Acts 6:1-7    –    Psalm 33    –    1 Peter 2:4-9    –    John 14:1 – 12

“Philip said to Jesus, ‘Master, show us the Father, and that will be enough for us.’” (John 14:9)

 Today we are hearing almost the same Gospel that was read yesterday so it must be important for us to really get it. Perhaps the Church is thinking that not everybody attends daily Mass and it’s important for the whole Church to hear this central message: “Do not let your hearts be troubled …I go to prepare a place for you … there are many dwelling places in my Father’s house … I AM the way … I AM in the Father and the Father is in me.”

 It’s almost if Jesus is trying to tell His disciples, “You ain’t seen nothing yet!” Our physical senses cannot comprehend the reality of the presence of God in our world. Even Moses had to come to grips with the notion that we must walk by faith. The disciples say to Jesus, “Master, show us the Father, and that will be enough for us.” Jesus responds to them by telling them, “You have to begin by washing feet!” And, of course, they will be just like us and say, “OK! We got that part. But we want to do the really big stuff!” Jesus’ response to this request is to tell them, “Take nothing for the journey: neither staff, nor haversack, nor bread, nor money; and let none of you take a spare tunic.” (Luke 9:3) Since there is no mention of sandals it might be implied that they might have to wash some feet along the way which should remind them to “Love one another as I have loved you.” (John 13:34)

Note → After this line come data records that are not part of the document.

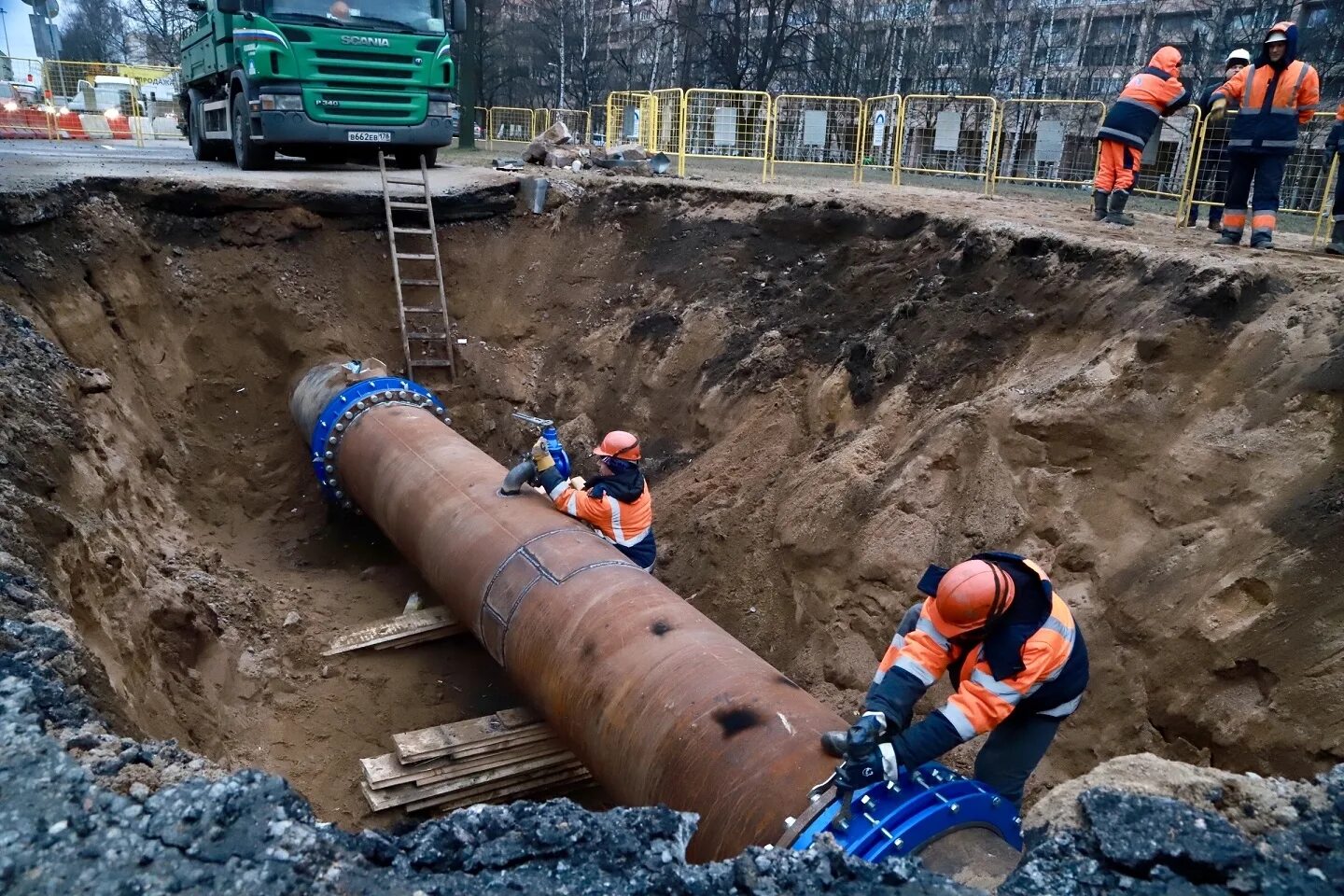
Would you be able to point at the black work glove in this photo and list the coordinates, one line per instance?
(864, 762)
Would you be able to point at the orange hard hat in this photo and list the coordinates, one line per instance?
(969, 595)
(622, 445)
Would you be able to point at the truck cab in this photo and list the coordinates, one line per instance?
(327, 79)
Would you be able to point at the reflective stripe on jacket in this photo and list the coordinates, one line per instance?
(1154, 93)
(626, 525)
(981, 702)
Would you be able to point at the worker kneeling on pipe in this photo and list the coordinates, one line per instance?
(617, 503)
(1015, 654)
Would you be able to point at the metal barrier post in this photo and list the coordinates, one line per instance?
(666, 125)
(883, 116)
(643, 106)
(816, 131)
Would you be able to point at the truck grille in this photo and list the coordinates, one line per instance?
(367, 86)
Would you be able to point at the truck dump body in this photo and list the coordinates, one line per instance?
(314, 78)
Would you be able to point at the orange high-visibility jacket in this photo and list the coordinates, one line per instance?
(1273, 101)
(1048, 676)
(1149, 95)
(626, 525)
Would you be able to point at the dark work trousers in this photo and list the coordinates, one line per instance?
(1267, 175)
(1014, 749)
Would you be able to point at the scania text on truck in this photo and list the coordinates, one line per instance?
(329, 81)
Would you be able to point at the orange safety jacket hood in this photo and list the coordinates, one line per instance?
(1167, 60)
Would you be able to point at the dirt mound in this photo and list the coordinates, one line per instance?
(1142, 825)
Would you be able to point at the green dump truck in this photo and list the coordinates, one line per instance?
(329, 81)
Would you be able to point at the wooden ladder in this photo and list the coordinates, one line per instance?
(424, 324)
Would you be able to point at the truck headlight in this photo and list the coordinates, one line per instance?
(281, 103)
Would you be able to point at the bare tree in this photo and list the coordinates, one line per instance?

The trouble, though, is that most of us want to go directly from the Cross to the Resurrection without spending those days in the dark of the tomb. Even when Jesus takes the disciples up the mountain and shows them just a hint of His Glory they can’t take it in. Look at any artists’ rendition of the Transfiguration and you’ll see the disciples knocked over by the wonder of Jesus’ Glory. So, in the meantime we walk by faith. There’s an old ‘Gospel Song,’ “From glory to glory He’s changing me from earthly things to the Heavenly.” We simple have to take the time to grow into the reality that we are on our way to the Kingdom. We’re not there yet and we’re still on our way. Even the two disciples who experienced the Resurrected Jesus at Emmaus only gradually – on their way back to Jerusalem – can say, “Were not our hearts burning within as He spoke to us?” (Luke 24:32) There are about 15 references in the Bible to “Hardened Hearts” so that must tell us that we should seek to have “hearts burning within us” so that we are fired up to get back on the road to begin making that journey to the Kingdom.   And just in case you might have forgotten: that journey will take you via the Hill of Calvary with a brief stop-off in the darkness of some sort of tomb before you get to the Heavenly Gates. Amen!